Há assuntos pendentes. Segundo o New York Times, os EUA têm 1.000 soldados a mais que os 2.500 comumente referidos. São integrantes de tropas especiais que operam sob a CIA, dedicadas especialmente às execuções com drones e outras ações encobertas. Também não se sabe exatamente o que será dos 6.000 mercenários (‘contratistas privados’) que operam no país para o Pentágono.

Entre as seqüelas deixadas pela ocupação estão o triste recorde mundial na produção (e, portanto, tráfico) de ópio (90%), matéria prima para a heroína, e a transformação do país, depois de uma ‘ponte-aérea’ propiciada pelo Pentágono/CIA desde a Síria/Iraque, em um viveiro dos cortadores de garganta do Estado Islâmico. Segundo o NYT, as tropas de ocupação formalmente irão se retirar, mas permanecerão “efetivos turcos de modo a ajudar a CIA a colher informações”.

42 ANOS DE AGRESSÃO

Os 20 anos de ocupação do Afeganistão pelos EUA são o desdobramento da operação de sabotagem da revolução popular afegã dos anos 1980, durante a qual Washington promoveu a formação da Al Qaeda em parceria com os serviços secretos sauditas e paquistaneses.

A revolução afegã, que promovia a reforma agrária, a democracia e os direitos trabalhistas e femininos, acabou derrotada depois do colapso da União Soviética e ao final acabou chegando ao poder o regime fundamentalista Talibã. Com o qual o governo Clinton chegou a negociar um gasoduto para transportar gás do Cáspio, contornando a Rússia e o Irã.

Em 2001, após o 11 de Setembro, atribuído à Al Qaeda, que fugira de controle, o governo de W. Bush invadiu o Afeganistão, desencadeando a mais longa guerra dos EUA, que matou mais de 240 mil afegãos e 2.400 soldados norte-americanos (além de dezenas de milhares de soldados mutilados), ao custo de US$ 2 trilhões. Guerra que seria

ganha “em dias”, prometera então W. Bush. Na época o Talibã tentou evitar a invasão, propondo impedir qualquer uso de seu território para atos de terrorismo, mas foi recusado por W. Bush. No ano passado, isso foi aceito por Trump.

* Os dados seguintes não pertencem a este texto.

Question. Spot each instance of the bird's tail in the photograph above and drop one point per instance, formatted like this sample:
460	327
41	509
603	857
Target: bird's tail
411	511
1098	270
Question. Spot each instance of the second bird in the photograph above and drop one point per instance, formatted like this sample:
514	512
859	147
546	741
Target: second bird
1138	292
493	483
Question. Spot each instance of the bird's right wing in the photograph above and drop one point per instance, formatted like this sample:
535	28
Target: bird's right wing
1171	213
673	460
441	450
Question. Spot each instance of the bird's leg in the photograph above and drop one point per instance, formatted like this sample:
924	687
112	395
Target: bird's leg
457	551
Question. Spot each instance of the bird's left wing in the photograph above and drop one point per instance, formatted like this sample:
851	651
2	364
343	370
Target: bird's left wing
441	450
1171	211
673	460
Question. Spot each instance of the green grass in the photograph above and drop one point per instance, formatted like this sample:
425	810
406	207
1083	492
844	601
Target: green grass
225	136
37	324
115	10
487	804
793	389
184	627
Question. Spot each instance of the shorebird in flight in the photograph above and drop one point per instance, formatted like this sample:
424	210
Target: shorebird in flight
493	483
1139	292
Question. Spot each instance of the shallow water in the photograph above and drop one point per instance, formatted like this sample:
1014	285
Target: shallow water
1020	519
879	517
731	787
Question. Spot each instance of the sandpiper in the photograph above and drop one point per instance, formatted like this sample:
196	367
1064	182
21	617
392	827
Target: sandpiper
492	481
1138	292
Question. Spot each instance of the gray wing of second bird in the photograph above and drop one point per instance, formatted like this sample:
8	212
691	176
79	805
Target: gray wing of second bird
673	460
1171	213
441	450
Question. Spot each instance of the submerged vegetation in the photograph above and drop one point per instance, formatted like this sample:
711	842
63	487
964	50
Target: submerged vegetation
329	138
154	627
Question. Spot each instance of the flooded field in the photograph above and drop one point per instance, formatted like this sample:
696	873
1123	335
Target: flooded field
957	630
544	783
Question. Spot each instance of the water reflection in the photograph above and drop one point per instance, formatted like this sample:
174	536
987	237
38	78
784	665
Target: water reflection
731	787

Para sustentar a ocupação, Washington montou um ‘exército made in USA’ e instaurou um regime, baseado no colaboracionismo, corrupção e tráfico, sob eleições fraudadas, que jocosamente era chamado pela guerrilha de “Prefeitura de Cabul”.

Poucos acreditam que, sem os invasores e seu poder de fogo e financeiro, a prefeitura de Cabul vá prevalecer sobre a retemperada guerrilha, que nesse meio termo, mesclou a estreiteza fundamentalista com concepções de espírito patriótico mais amplas.